Avant même que le Parlement européen ne se prononce sur la proposition de règlement, il me paraît indispensable de définir des modalités d'évaluation parlementaire bien plus ambitieuses, sur le modèle de ce qui a été proposé pour Europol. C'est d'autant plus important que le parquet européen va être créé à partir d'Eurojust.
Comme elle l'a fait en décembre 2013 pour Europol, notre Commission – et, plus largement, notre assemblée – doit clairement se prononcer en faveur de la création d'une commission mixte d'évaluation qui se réunirait au Parlement européen. Cette commission serait composée, d'une part, de représentants du Parlement européen, membres de la commission des Libertés civiles, de la justice et des affaires intérieures (LIBE) ; d'autre part, d'un représentant de chaque parlement national, membre de la commission compétente en matière de justice, et d'un suppléant. Les États membres dont le système parlementaire est bicaméral seraient représentés par un membre de chaque chambre. La commission mixte serait coprésidée par le président de la commission LIBE du Parlement européen et par un membre du parlement national de l'État assurant la présidence tournante du Conseil. Convoquée par ses deux coprésidents, la commission devrait être dotée d'attributions effectives et pouvoir, à ce titre, entendre, à sa demande, le président et les vice-présidents d'Eurojust, et recevoir l'ensemble des documents dont seront également destinataires les parlements européen et nationaux.

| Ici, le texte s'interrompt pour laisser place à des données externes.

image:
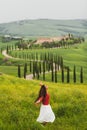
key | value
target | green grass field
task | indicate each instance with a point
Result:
(74, 55)
(18, 111)
(45, 28)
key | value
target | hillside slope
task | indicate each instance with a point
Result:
(18, 112)
(44, 27)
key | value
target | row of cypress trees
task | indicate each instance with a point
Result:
(38, 68)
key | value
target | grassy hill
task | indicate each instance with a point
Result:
(18, 112)
(44, 27)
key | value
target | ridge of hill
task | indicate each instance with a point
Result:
(44, 28)
(18, 111)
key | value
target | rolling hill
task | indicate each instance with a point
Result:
(44, 28)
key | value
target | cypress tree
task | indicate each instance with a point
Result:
(43, 70)
(30, 66)
(19, 71)
(62, 71)
(52, 70)
(33, 69)
(81, 75)
(61, 63)
(40, 67)
(25, 70)
(7, 49)
(68, 75)
(55, 72)
(74, 74)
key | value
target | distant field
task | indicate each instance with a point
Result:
(75, 55)
(44, 28)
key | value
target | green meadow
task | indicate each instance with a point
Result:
(72, 55)
(18, 111)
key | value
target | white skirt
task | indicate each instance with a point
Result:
(46, 114)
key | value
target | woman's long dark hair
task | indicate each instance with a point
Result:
(42, 92)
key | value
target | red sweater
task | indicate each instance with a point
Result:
(45, 100)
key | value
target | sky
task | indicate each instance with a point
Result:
(15, 10)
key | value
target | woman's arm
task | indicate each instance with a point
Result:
(39, 100)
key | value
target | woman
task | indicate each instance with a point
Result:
(46, 113)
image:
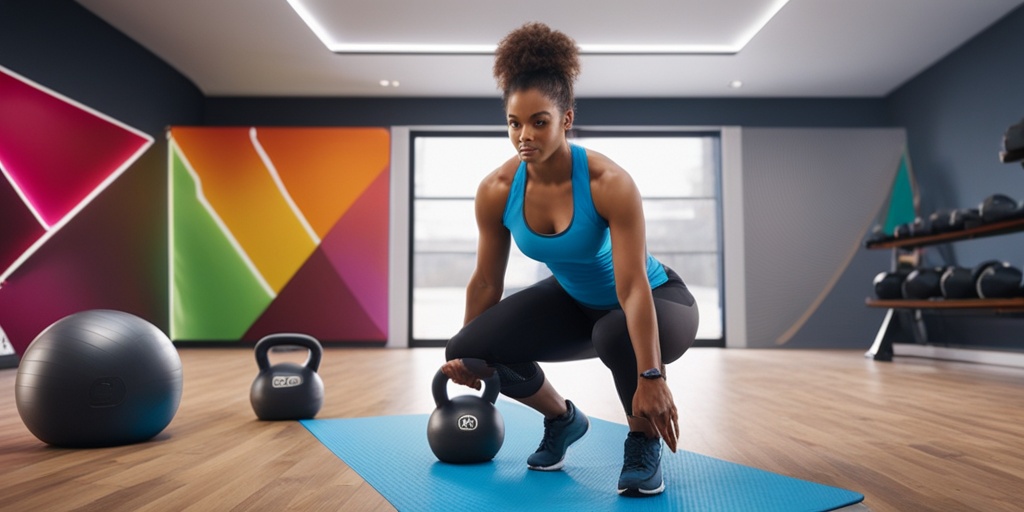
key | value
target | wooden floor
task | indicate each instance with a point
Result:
(910, 435)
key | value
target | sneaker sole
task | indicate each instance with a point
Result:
(641, 493)
(558, 465)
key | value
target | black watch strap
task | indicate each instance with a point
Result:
(652, 374)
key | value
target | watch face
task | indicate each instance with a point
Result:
(651, 374)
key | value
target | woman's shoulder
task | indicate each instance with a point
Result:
(603, 169)
(499, 181)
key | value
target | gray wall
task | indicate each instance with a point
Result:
(809, 199)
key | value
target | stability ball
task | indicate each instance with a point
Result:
(98, 378)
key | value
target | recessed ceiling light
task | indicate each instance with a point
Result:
(338, 43)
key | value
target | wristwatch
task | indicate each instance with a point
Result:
(652, 374)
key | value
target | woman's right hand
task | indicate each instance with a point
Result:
(457, 371)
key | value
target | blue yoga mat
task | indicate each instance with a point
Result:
(392, 455)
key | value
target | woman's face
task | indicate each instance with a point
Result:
(537, 127)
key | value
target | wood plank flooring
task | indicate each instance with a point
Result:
(910, 435)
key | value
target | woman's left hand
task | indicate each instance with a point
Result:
(653, 402)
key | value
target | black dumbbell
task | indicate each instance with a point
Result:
(923, 283)
(997, 207)
(997, 280)
(957, 283)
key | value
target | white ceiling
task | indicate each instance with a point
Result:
(809, 48)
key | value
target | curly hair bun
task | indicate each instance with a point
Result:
(536, 49)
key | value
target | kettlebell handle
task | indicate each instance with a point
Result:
(302, 340)
(492, 385)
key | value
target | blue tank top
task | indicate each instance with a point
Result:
(580, 257)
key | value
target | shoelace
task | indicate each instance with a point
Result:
(546, 441)
(636, 454)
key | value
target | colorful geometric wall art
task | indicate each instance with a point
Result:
(55, 157)
(279, 229)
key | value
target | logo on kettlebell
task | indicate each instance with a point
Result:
(286, 381)
(467, 422)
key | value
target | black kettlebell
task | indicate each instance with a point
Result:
(923, 284)
(287, 390)
(466, 429)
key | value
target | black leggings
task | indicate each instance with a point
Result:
(543, 324)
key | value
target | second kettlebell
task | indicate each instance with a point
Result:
(465, 429)
(287, 390)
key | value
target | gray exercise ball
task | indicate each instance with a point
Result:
(98, 378)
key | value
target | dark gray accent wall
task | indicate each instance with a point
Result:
(590, 112)
(65, 47)
(955, 114)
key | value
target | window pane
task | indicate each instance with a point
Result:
(677, 177)
(453, 167)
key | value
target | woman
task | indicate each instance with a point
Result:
(581, 214)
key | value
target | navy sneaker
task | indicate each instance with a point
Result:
(641, 474)
(558, 434)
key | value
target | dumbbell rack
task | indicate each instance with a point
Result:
(907, 313)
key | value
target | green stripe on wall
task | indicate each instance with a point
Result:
(215, 295)
(901, 209)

Enfin, les parlements nationaux doivent pouvoir continuer à prendre leurs propres mesures d'évaluation des activités d'Eurojust. Dans cette perspective, la proposition de règlement ne saurait restreindre les pouvoirs d'évaluation que les parlements nationaux détiennent et exercent en application des législations nationales.
En conclusion, si certains éléments de la proposition de règlement constituent des progrès, d'autres – comme le renforcement des pouvoirs de la Commission ou la protection des données – appellent des observations et des réserves. L'évaluation parlementaire des activités d'Eurojust nécessite également une prise de position claire des parlements nationaux, qui doivent se saisir des pouvoirs qui leur sont dévolus par le Traité de Lisbonne.
Telle est l'ambition de la proposition de résolution européenne qui vous est soumise. Adoptée à l'unanimité par la commission des Affaires européennes, elle ne fait que transposer à Eurojust, en prélude à la création du Parquet européen, les dispositions que nous avons votées au sujet d'Europol. Je vous propose donc de l'adopter en l'état.